Grant Thornton queries auditor attestation on ICFR proposal

Jul 26, 2019
SEC wants to exempt smaller companies Sarbanes-Oxley requirement

Grant Thornton has raised concerns about a plan to exempt smaller companies from a key component of the Sarbanes-Oxley Act reforms, although the change is being welcomed by companies that would avoid the compliance burden.

The SEC has proposed amending its accelerated filer and large accelerated filer definitions in an effort to lower compliance costs for certain lower-revenue companies. Specifically, the planned changes would mean companies with less than $100 mn in revenues no longer have to obtain an attestation of their internal control over financial reporting (ICFR) from an independent outside auditor.

To reach this outcome, the proposal would:

  • Exclude from the accelerated and large accelerated filer definitions an issuer that is eligible to be a smaller reporting company (SRC) and had revenues of less than $100 mn in the most recent fiscal year. SRCs are companies with annual revenues of less than $100 mn, if they have no public float, or a public float of less than $700 mn
  • Increase the transition thresholds for accelerated and large accelerated filers becoming a non-accelerated filer from $50 mn to $60 mn and for exiting large accelerated filer status from $500 mn to $560 mn
  • Add a revenue test to the transition thresholds for exiting both accelerated and large accelerated filer status.

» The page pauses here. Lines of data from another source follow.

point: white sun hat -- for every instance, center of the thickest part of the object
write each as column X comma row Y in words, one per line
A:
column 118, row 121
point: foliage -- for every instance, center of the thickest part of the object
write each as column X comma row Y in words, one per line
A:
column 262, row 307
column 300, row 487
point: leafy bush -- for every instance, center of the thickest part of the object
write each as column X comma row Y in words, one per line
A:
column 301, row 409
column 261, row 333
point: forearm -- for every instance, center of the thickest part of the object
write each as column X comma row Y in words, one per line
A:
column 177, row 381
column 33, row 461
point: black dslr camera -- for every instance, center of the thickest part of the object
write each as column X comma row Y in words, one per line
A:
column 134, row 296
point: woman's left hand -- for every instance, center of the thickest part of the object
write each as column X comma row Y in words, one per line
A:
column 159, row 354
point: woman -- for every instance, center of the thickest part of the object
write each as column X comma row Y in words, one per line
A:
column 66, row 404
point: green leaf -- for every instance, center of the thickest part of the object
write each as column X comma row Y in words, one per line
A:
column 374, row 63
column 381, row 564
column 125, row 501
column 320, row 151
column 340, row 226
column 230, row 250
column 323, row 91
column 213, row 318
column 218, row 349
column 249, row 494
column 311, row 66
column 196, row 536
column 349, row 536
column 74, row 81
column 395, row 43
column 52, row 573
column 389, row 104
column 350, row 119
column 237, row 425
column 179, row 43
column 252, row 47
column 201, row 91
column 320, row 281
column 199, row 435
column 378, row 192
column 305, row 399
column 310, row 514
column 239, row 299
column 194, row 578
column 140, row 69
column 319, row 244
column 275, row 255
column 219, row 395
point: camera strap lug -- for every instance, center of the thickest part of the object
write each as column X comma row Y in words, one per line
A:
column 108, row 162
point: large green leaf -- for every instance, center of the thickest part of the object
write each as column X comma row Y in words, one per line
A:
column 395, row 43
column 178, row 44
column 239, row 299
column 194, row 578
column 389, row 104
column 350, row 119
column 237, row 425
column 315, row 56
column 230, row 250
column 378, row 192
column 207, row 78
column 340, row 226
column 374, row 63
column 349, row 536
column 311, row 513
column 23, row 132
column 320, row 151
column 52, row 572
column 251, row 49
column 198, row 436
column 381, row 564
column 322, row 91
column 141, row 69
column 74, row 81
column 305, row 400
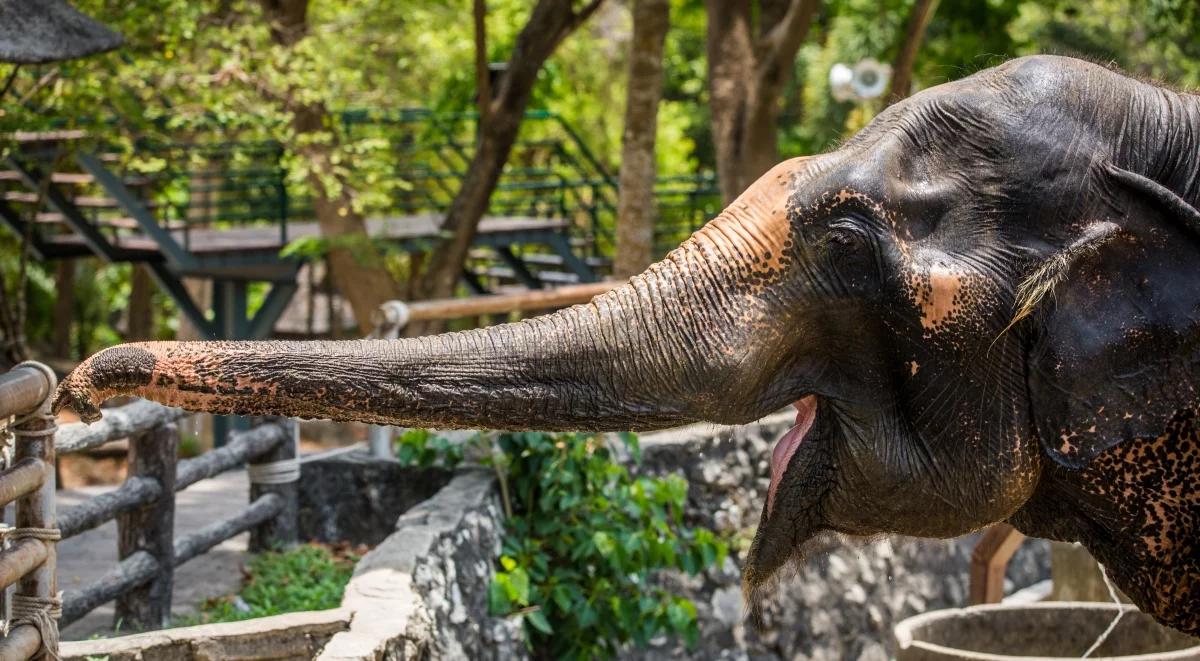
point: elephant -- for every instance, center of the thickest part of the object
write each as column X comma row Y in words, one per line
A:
column 984, row 307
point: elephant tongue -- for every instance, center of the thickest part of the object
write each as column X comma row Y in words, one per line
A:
column 805, row 413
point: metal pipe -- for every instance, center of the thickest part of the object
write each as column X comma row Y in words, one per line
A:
column 22, row 389
column 19, row 559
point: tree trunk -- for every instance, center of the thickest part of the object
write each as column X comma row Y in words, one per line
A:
column 906, row 58
column 748, row 70
column 549, row 24
column 64, row 307
column 640, row 356
column 139, row 314
column 483, row 76
column 357, row 264
column 635, row 205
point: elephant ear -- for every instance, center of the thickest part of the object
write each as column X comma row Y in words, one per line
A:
column 1114, row 317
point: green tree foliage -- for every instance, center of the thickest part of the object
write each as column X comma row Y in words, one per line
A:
column 207, row 70
column 586, row 542
column 303, row 578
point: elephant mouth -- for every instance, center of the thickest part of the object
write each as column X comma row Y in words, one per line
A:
column 787, row 444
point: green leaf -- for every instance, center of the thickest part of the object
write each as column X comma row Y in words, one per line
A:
column 539, row 622
column 519, row 582
column 498, row 602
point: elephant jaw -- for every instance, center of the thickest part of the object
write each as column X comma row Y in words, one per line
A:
column 785, row 448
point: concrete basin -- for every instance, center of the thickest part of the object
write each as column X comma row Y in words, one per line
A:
column 1045, row 630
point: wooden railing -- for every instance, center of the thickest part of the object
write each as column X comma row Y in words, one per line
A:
column 27, row 559
column 144, row 509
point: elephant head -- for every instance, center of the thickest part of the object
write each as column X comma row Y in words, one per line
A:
column 984, row 307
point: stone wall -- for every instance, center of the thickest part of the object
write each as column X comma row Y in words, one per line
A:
column 423, row 593
column 843, row 602
column 424, row 590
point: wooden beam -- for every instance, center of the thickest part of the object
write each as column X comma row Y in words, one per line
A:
column 22, row 389
column 525, row 301
column 22, row 642
column 19, row 559
column 120, row 422
column 243, row 445
column 259, row 511
column 150, row 529
column 989, row 559
column 21, row 479
column 135, row 492
column 129, row 574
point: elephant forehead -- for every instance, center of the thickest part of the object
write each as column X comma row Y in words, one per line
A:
column 947, row 296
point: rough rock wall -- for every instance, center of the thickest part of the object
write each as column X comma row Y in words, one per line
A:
column 843, row 602
column 423, row 593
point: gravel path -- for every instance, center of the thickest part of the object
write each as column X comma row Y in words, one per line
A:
column 85, row 557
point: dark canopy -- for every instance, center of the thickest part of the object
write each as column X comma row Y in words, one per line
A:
column 34, row 31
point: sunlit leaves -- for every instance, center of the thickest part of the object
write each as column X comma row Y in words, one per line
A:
column 587, row 541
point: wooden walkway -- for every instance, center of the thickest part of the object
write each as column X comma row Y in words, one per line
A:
column 263, row 238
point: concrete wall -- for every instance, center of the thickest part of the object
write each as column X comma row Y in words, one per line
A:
column 843, row 602
column 423, row 592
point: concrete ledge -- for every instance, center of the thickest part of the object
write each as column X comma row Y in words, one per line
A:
column 280, row 637
column 423, row 593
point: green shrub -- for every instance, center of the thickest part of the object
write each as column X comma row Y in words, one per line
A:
column 585, row 542
column 304, row 578
column 424, row 449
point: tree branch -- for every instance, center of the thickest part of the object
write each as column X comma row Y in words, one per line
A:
column 778, row 47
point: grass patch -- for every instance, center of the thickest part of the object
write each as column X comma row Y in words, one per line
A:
column 305, row 578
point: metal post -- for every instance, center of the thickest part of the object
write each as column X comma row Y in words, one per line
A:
column 989, row 559
column 229, row 322
column 277, row 472
column 379, row 440
column 389, row 320
column 150, row 529
column 36, row 600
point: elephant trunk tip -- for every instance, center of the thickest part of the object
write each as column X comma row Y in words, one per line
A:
column 113, row 371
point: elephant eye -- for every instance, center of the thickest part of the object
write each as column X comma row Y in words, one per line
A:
column 845, row 233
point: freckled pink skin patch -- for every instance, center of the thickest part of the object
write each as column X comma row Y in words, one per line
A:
column 805, row 413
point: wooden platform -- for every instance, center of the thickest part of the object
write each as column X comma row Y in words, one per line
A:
column 269, row 238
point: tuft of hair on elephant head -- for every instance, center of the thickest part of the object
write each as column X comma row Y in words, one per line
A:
column 984, row 307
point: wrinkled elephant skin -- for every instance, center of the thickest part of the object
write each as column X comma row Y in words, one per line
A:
column 985, row 307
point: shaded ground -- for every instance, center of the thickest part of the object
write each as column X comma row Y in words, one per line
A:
column 88, row 556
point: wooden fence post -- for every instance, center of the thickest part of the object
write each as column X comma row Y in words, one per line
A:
column 151, row 529
column 277, row 472
column 35, row 602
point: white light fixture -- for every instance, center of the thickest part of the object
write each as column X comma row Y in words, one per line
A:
column 867, row 79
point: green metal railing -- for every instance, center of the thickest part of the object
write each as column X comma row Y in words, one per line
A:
column 401, row 162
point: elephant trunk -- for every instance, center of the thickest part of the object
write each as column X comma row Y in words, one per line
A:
column 660, row 350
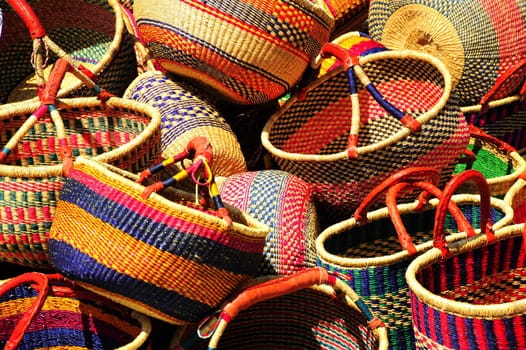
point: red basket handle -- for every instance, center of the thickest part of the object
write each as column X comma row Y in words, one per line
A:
column 38, row 281
column 451, row 186
column 403, row 175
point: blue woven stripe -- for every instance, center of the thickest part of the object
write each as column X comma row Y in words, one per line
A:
column 78, row 266
column 157, row 234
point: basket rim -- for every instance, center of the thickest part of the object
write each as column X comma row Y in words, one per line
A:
column 28, row 107
column 361, row 150
column 464, row 309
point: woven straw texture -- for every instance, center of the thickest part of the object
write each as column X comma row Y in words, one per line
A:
column 309, row 135
column 473, row 298
column 478, row 40
column 71, row 318
column 185, row 114
column 167, row 258
column 121, row 132
column 91, row 32
column 285, row 203
column 244, row 52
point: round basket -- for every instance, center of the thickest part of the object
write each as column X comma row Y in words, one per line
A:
column 243, row 52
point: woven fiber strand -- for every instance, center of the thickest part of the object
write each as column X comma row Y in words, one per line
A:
column 475, row 297
column 244, row 52
column 71, row 318
column 185, row 114
column 121, row 132
column 92, row 32
column 285, row 203
column 478, row 40
column 168, row 259
column 309, row 135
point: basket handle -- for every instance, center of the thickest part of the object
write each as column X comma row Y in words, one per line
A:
column 213, row 327
column 40, row 283
column 451, row 186
column 351, row 65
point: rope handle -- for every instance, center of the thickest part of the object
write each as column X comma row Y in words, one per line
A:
column 451, row 186
column 407, row 174
column 394, row 213
column 40, row 283
column 352, row 67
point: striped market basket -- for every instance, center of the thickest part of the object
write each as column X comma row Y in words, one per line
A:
column 285, row 204
column 471, row 294
column 39, row 311
column 372, row 250
column 163, row 254
column 444, row 28
column 311, row 309
column 242, row 52
column 37, row 135
column 186, row 112
column 88, row 33
column 345, row 147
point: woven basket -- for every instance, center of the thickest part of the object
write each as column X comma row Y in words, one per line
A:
column 40, row 311
column 366, row 251
column 445, row 29
column 345, row 147
column 164, row 256
column 90, row 34
column 306, row 310
column 35, row 135
column 243, row 52
column 471, row 294
column 285, row 203
column 185, row 114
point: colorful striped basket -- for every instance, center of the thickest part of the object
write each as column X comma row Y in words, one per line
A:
column 39, row 311
column 470, row 294
column 35, row 135
column 185, row 113
column 285, row 204
column 480, row 41
column 400, row 114
column 310, row 310
column 243, row 52
column 89, row 33
column 371, row 250
column 162, row 254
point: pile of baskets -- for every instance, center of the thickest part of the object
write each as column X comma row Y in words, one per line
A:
column 299, row 174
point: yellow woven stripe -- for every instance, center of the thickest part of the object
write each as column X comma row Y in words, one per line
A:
column 118, row 251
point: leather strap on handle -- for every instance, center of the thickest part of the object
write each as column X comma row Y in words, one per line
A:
column 38, row 281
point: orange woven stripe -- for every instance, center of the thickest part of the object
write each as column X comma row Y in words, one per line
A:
column 122, row 253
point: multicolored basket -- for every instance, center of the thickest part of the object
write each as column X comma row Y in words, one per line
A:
column 400, row 114
column 471, row 294
column 445, row 29
column 371, row 250
column 37, row 135
column 163, row 255
column 310, row 310
column 285, row 203
column 39, row 311
column 89, row 33
column 243, row 52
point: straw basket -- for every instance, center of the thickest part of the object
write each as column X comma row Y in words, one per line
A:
column 471, row 294
column 310, row 310
column 243, row 52
column 90, row 34
column 400, row 114
column 36, row 136
column 39, row 311
column 163, row 255
column 480, row 41
column 372, row 249
column 285, row 203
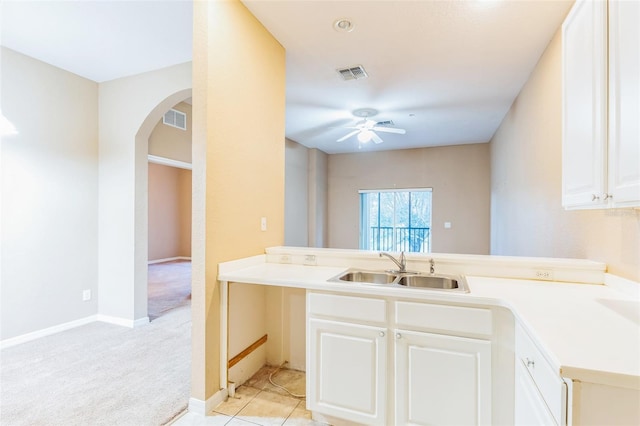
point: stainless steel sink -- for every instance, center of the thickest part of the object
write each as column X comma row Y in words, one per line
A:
column 425, row 281
column 367, row 277
column 431, row 281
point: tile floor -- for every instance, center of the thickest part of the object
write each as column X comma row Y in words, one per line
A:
column 258, row 402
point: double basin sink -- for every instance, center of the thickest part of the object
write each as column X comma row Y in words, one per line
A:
column 452, row 283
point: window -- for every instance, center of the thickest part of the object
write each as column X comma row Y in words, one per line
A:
column 396, row 220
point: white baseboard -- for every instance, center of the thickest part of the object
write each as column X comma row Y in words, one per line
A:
column 168, row 259
column 202, row 408
column 12, row 341
column 122, row 321
column 6, row 343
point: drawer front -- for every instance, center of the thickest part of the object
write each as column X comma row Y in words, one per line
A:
column 347, row 307
column 459, row 319
column 546, row 378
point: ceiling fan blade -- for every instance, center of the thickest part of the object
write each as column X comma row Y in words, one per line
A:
column 347, row 136
column 390, row 130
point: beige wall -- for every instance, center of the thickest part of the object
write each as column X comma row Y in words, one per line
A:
column 459, row 176
column 238, row 174
column 49, row 196
column 170, row 142
column 169, row 212
column 526, row 185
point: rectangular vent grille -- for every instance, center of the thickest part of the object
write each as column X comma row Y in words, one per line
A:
column 176, row 119
column 356, row 72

However, the amendments would not change other key Sarbanes-Oxley measures such as independent audit committee requirements, CEO and CFO certifications of financial reports or the requirement that companies establish, maintain and assess the effectiveness of their ICFR.

‘The proposed rules build on the Jobs Act of 2012 and are aimed at a subset of smaller companies where the additional requirement of an ICFR auditor attestation may not be an efficient way of benefiting and protecting investors,’ SEC chair Jay Clayton said in a statement announcing the plans.

‘Investors in these lower-revenue companies will benefit from more tailored control requirements. Many of these smaller companies – including biotech and health care companies – will be able to redirect the savings into growing their companies by investing in research and human capital.’

His sentiments are echoed in several comment letters filed on the proposals by corporate officials. Damian Finio, CFO of Teligent, writes: ‘The certainty and predictability provided by the proposed rule will enable small public companies like ours to prioritize investments in factors that actually determine success or failure in the pharmaceutical industry, such as the science and technology underpinning our company’s potential, expanding our product pipeline.’

In another letter, Christopher Cole, executive vice president and senior regulatory counsel with the Independent Community Bankers of America, writes: ‘In general, we are not concerned that investors might receive less disclosures about material weaknesses in ICFR if the proposal is implemented since non-accelerated filers will remain subject to all the other requirements of accelerated and large accelerated filers including the requirements for establishing, maintaining, and assessing the effectiveness of ICFR and for management to assess internal controls.’

But Grant Thornton has doubts. ‘[W]e believe the auditor attestation on ICFR is an important element of investor protection that promotes accurate ICFR disclosures by management, increases the effectiveness of ICFR and reduces the rate of material misstatements,’ writes Bert Fox, national managing partner of professional standards at the audit firm.

He adds: ‘We believe the proposal would reduce the level of protection afforded to investors in the impacted issuers that would no longer be required to obtain an auditor attestation on ICFR. Accordingly, we do not support the proposed amendments.’

Smaller companies often have limited access to resources such as accounting employees and IT systems, which could increase the risk that they have ineffective ICFR, Fox says. He points to figures in the SEC proposal indicating that between 2014 and 2018, 40.1 percent of non-accelerated filers on average reported ineffective ICFR, compared to 8.8 percent and 4.1 percent of accelerated and large accelerated filers.

‘Further, we believe the auditor attestation on ICFR facilitates the identification and disclosure of material weaknesses by promoting increased management accountability, as well as potentially exposing management to additional expertise regarding methodologies to evaluate the effectiveness of ICFR,’ Fox writes. ‘Auditor involvement may also lead to more timely identification of deficiencies and significant deficiencies, thus reducing the likelihood of a future material weakness.’